5 En nu bid ik u, uitverkoren vrouwe, niet als u schrijvende een nieuw gebod, maar hetgeen wij gehad hebben van den beginne, namelijk dat wij elkander liefhebben.
And now I beseech thee, lady, not as though I wrote to thee a new commandment, but that which we had from the beginning, that we love one another.
6 En dit is de liefde, dat wij wandelen naar Zijn geboden. Dit is het gebod, gelijk gijlieden van den beginne gehoord hebt, dat gij in hetzelve zoudt wandelen.
And this is love, that we should walk after his commandments. This is the commandment, even as ye heard from the beginning, that ye should walk in it.
7 Want er zijn vele verleiders in de wereld gekomen, die niet belijden, dat Jezus Christus in het vlees gekomen is. Deze is de verleider en de antichrist.
For many deceivers are gone forth into the world, [even] they that confess not that Jesus Christ cometh in the flesh. This is the deceiver and the antichrist.

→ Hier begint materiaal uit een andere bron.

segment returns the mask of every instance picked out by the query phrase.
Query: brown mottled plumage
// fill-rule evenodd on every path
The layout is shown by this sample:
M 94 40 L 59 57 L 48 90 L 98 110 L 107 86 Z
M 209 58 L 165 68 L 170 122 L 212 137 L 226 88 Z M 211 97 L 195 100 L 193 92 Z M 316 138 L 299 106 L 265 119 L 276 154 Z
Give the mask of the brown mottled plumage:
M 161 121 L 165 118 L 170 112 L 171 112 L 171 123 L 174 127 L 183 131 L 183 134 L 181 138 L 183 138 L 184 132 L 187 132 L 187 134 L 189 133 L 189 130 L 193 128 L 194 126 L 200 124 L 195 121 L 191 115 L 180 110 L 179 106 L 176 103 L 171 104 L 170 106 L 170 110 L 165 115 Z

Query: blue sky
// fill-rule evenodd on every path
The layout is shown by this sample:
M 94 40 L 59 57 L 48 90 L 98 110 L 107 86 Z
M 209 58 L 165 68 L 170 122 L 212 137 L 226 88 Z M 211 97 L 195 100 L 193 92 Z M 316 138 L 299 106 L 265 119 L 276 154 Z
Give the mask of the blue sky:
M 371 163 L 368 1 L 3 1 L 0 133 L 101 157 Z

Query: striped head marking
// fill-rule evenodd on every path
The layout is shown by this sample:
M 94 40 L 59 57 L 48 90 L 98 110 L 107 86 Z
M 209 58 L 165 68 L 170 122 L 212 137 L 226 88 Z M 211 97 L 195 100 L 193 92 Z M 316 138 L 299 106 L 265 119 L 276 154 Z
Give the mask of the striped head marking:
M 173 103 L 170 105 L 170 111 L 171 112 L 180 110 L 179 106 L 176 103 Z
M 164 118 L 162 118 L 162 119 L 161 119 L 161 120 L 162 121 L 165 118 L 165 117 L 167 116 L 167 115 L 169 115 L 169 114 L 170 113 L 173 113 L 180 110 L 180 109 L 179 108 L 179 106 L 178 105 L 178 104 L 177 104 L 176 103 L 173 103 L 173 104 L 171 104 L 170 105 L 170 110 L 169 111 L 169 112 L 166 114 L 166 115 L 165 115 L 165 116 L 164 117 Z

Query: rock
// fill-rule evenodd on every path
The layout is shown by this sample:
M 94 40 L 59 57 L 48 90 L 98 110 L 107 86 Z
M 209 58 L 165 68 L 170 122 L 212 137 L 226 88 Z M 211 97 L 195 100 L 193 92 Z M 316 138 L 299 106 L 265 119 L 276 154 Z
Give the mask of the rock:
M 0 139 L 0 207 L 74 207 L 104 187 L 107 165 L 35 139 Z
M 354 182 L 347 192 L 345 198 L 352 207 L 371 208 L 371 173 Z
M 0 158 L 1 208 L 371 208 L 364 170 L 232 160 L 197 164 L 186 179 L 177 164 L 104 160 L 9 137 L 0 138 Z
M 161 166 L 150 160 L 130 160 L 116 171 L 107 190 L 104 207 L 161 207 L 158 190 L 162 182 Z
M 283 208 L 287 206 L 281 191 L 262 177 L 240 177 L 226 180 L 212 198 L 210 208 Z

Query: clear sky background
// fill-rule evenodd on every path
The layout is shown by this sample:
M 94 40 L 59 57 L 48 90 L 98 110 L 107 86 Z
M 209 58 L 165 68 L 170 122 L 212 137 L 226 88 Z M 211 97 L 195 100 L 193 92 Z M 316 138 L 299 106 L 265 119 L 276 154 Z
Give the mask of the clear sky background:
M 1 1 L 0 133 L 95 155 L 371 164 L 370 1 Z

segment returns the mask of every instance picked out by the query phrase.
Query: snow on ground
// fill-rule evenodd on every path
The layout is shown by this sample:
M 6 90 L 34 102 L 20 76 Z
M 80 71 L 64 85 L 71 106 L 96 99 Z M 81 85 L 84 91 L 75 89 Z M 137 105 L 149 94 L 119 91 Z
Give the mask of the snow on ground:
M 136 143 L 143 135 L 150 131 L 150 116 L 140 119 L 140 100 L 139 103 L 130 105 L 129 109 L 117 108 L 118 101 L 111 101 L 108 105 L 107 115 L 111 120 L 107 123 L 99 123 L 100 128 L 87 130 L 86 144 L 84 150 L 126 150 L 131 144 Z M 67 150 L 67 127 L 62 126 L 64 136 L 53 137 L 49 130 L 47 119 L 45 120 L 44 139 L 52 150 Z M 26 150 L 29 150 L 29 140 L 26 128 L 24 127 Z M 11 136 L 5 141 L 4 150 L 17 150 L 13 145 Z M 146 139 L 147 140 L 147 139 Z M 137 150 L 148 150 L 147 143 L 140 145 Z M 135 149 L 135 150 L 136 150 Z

8 Ziet toe voor uzelven, dat wij niet verliezen, hetgeen wij gearbeid hebben, maar een vol loon mogen ontvangen.
Look to yourselves, that ye lose not the things which we have wrought, but that ye receive a full reward.
9 Een iegelijk, die overtreedt, en niet blijft in de leer van Christus, die heeft God niet; die in de leer van Christus blijft, deze heeft beiden den Vader en den Zoon.
Whosoever goeth onward and abideth not in the teaching of Christ, hath not God: he that abideth in the teaching, the same hath both the Father and the Son.
10 Indien iemand tot ulieden komt, en deze leer niet brengt, ontvangt hem niet in huis, en zegt tot hem niet: Zijt gegroet.
If any one cometh unto you, and bringeth not this teaching, receive him not into [your] house, and give him no greeting:
11 Want die tot hem zegt: Zijt gegroet, die heeft gemeenschap aan zijn boze werken.
for he that giveth him greeting partaketh in his evil works.
12 Ik heb veel aan ulieden te schrijven, doch ik heb niet gewild door papier en inkt; maar ik hoop tot ulieden te komen, en mond tot mond met u te spreken, opdat onze blijdschap volkomen moge zijn.
Having many things to write unto you, I would not [write them] with paper and ink: but I hope to come unto you, and to speak face to face, that your joy may be fulfilled.
13 U groeten de kinderen van uw zuster, de uitverkorene. Amen.
The children of thine elect sister salute thee.